Published 2025-05-26 (ISO 8601)

Context

I recently ventured to my grandparents’ house for a weekend stay. Oftentimes, they prepare a list of technology-related-things that I can help them with while I’m there. Being the “techie” in the family often gets you into this debacle! Though, it’s a pretty good deal considering that I’m very well fed in exchange.

On this occasion, one of the things that my grandpa needed help with was re-connecting his hearing aids to their living room television. This way, my grandma wouldn’t yell at him for having the volume too loud to compensate for the fact the audio was no longer playing directly in his ear. I fixed it up pretty quickly by clicking the pair button at the back of the Unitron TV Connector if anyone else ever has to solve this…

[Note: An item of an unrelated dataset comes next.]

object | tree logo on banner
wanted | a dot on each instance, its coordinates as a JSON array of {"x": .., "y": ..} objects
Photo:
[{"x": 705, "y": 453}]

While my grandpa’s pretty neat, his memory isn’t the greatest, so he keeps his instruction booklets in a place that will be intuitive to find if he ever runs into an issue. In this case, after I had finished fixing the issue for him, he put the instructions for the TV Connector back in the entertainment centre below the television.

Lightbulb

This sparked a thought - we do this all the time as software engineers; keeping things close to where they need to be. For example, we might add the occasional in-line code comment to explain a decision, error code, or a weird one-liner in a function, or even just to add a link to some documentation or a ticket. Oftentimes, it’s because we might forget why we did it later, or we think that future maintainers and/or our current team may benefit from it.

The word for this is colocate. It means to place two or more things close together due to relevance or the need to share common facilities.

Applications

At my work, I see opportunities to adhere to this principle all the time. For example, I much prefer adding comments to my code directly over documenting elsewhere, for 2 reasons:

  1. In general, humans will choose the easy option.
    • If somone needs to understand your code in future, they likely won’t be bothered to spend hours searching INSERT-SAAS-DOCUMENTATION-PLATFORM-HERE for why a specific decision was made (if you didn’t link it). By keeping the justification for decisions close to what they are interacting with, it decreases effort-to-understand.
  2. Documentation will always get out of date eventually - see Thorbjørn Sigberg’s Laws of Documentation.
    • If you keep your documentation in a different place to your code, you significantly reduce the chance that someone will be bothered to adjust it. Make it easy for them (see dot point 1) by having it close to where they are making the change.

Wrapping Up

As working professionals (not just software engineers), I think we would do well to colocate things better. Don’t spend thousands of dollars on documentation platforms if you can add documentation close to where it needs to be instead.